Mafalda Magrini entre viagens e contos de fadas

Que podcast estou a ouvir

Depende muito da viagem. Nas deslocações mais curtas para o trabalho, o “Extremamente Desagradável” continua a ser a minha escolha de sempre. Faz-me rir, surpreende-me e lembra-me que a realidade consegue ser ainda mais caricata do que a ficção. Quando tenho mais tempo, viajo com o “The Travel Diaries”, que já vai na 16.ª temporada. Cada convidado leva-nos aos lugares que mais o marcaram e acaba sempre por me acrescentar um destino à lista — ou por me fazer olhar para um sítio com outros olhos. Sou também uma fiel seguidora da “SheerLuxe” (revista online britânica) e não falho o podcast semanal. É quase uma extensão da revista: uma conversa descontraída onde se fala de tudo o que gosto de consumir — viagens, hotéis, restaurantes, livros, exposições, moda e pequenas descobertas que acabam sempre por inspirar a próxima escapadinha. É quase como uma reunião de redação.

Um livro que estou a ler

“Depois do Divórcio”, de Grazia Deledda. A minha mãe tem uma casa cheia de livros e, de vez em quando, gosto de ir “às compras” às estantes dela. Folheio alguns, leio as primeiras páginas e escolho um para trazer comigo. Confesso que sou um bocadinho exigente com a escrita e acabo por abandonar facilmente os livros que não me conquistam. Leio quase sempre autores portugueses, mas, como sou metade italiana, achei que fazia sentido descobrir Grazia Deledda, a segunda mulher (e a primeira italiana) a receber o Prémio Nobel da Literatura. É curioso perceber como um romance publicado em 1902 continua a levantar questões sobre o peso das convenções sociais, o amor e a liberdade individual que, de formas diferentes, continuam muito atuais. É daqueles livros que nos lembra que a boa literatura não tem prazo de validade.

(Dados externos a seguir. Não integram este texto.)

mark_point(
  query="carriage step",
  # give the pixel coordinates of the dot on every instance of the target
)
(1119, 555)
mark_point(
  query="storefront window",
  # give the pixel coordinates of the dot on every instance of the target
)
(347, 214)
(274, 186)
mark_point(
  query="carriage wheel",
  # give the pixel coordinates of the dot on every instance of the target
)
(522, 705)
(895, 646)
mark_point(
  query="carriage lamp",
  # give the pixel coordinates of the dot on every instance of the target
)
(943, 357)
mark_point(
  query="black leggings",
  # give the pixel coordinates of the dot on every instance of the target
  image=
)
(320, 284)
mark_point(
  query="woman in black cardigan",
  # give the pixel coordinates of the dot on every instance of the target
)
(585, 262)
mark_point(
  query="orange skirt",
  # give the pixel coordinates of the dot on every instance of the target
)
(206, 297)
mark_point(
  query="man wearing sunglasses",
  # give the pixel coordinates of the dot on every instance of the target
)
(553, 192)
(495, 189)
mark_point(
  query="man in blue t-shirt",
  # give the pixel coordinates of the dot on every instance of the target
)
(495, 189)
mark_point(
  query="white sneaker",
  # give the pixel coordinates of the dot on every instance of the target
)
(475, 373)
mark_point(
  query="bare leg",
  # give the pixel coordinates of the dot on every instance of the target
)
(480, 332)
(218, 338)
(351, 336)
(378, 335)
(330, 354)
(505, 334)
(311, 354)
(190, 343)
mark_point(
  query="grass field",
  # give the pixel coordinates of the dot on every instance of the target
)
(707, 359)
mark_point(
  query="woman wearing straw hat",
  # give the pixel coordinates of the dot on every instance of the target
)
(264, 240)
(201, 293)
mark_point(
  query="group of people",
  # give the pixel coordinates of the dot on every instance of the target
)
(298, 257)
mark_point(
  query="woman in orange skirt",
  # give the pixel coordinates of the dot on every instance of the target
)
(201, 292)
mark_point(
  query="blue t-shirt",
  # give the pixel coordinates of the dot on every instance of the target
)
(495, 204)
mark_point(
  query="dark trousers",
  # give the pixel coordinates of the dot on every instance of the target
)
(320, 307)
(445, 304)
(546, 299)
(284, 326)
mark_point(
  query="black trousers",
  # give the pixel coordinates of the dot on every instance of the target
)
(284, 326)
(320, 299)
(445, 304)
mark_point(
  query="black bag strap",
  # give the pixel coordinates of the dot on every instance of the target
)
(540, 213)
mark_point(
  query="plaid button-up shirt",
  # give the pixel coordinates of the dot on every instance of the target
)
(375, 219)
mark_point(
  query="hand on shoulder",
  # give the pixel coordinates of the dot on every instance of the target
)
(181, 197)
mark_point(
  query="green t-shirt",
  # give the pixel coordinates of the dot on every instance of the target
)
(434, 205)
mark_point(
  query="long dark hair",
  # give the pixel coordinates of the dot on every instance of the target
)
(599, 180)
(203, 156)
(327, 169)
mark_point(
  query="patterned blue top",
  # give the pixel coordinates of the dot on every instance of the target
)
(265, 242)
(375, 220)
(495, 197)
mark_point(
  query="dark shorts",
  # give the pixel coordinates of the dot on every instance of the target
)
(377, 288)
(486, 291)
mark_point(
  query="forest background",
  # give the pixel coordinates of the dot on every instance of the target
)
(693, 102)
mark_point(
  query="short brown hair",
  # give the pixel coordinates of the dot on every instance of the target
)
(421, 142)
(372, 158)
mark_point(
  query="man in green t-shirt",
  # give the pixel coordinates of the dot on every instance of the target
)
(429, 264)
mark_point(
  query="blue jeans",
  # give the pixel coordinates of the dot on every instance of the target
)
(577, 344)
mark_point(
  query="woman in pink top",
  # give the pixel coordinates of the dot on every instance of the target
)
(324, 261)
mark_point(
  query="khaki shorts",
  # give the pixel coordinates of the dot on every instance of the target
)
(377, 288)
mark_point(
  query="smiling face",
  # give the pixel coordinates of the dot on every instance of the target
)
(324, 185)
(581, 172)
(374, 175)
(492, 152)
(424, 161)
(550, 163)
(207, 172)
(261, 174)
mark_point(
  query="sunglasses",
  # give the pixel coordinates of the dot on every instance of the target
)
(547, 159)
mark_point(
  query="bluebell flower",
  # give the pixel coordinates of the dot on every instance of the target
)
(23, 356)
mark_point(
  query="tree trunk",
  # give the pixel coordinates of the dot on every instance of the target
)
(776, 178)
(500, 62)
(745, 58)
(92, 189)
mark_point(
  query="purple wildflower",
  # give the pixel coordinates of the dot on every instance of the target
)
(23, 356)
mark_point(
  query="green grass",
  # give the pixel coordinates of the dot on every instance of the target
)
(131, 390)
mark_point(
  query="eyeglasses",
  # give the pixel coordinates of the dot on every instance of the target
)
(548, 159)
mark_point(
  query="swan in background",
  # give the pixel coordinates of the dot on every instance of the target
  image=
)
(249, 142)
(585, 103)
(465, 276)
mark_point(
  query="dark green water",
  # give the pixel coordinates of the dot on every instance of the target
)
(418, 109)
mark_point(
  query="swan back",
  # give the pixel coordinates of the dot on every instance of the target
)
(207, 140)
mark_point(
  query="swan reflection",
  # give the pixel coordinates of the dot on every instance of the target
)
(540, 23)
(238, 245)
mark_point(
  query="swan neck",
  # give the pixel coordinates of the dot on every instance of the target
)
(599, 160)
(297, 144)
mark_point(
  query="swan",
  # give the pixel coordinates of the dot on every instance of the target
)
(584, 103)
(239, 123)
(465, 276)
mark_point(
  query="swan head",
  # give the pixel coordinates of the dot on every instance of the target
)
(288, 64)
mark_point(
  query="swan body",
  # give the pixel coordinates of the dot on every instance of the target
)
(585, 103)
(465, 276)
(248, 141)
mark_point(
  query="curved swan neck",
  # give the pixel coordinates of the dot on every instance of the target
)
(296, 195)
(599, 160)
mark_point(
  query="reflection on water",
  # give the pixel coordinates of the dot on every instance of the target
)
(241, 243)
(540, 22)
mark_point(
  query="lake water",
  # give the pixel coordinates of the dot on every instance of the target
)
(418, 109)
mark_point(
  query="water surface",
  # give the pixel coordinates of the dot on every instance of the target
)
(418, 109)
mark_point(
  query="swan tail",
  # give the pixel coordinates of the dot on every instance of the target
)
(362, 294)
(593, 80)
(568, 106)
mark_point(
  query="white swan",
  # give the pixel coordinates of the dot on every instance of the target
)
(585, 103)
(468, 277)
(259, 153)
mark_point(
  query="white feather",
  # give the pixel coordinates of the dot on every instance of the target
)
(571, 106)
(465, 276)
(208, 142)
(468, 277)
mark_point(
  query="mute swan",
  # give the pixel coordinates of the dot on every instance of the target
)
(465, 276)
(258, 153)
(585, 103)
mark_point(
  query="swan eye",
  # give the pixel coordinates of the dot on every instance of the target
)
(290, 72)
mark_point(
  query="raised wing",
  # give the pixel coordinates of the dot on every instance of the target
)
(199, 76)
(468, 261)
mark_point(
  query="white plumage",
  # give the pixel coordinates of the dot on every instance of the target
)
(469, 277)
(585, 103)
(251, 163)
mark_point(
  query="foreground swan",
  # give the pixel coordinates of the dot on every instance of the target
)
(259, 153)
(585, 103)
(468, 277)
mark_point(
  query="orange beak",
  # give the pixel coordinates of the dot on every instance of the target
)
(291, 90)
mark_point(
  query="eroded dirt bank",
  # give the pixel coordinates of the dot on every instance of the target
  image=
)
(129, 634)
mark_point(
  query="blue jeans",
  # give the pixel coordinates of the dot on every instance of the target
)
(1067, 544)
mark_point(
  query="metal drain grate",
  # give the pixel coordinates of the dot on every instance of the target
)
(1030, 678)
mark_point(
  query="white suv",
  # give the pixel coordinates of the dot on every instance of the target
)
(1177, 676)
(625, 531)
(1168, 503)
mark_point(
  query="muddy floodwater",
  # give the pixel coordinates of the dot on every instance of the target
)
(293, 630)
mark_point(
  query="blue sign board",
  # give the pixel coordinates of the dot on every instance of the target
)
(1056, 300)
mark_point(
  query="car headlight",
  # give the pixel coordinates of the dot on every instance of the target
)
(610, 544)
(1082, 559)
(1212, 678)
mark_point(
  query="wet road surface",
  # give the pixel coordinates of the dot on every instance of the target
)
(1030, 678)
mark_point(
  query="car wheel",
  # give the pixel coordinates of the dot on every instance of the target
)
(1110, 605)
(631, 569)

Uma música que não me sai do ouvido

“Acenda o Farol”, do Tim Maia. É uma música que sabe a verão e que me transporta automaticamente para fins de dia ao ar livre, com amigos, boa comida e sem pressa. É impossível ouvi-la e não ficar bem-disposta.

O que ando a ver

Neste momento, por mais estranho que possa parecer, troquei as séries pelos clássicos da Disney, que vejo com a minha filha de três anos. Ela está a descobri-los pela primeira vez e eu estou a redescobri-los com outro olhar. Além dos filmes mais antigos, há também espaço para outros mais recentes, como o Frozen, a Vaiana ou Entrelaçados, que nunca tinha visto. E tem sido muito especial voltar a este mundo pelos olhos dela, ver como interpreta as histórias, como reage às personagens e como se deixa envolver por este universo encantado. Numa altura em que o mundo lá fora é tantas vezes marcado por notícias difíceis, guerras e desastres naturais, estes instantes em família acabam por ser uma forma simples de desacelerar e de entrar, durante algum tempo, num lugar mais leve. E é muito bom termos este ritual juntas.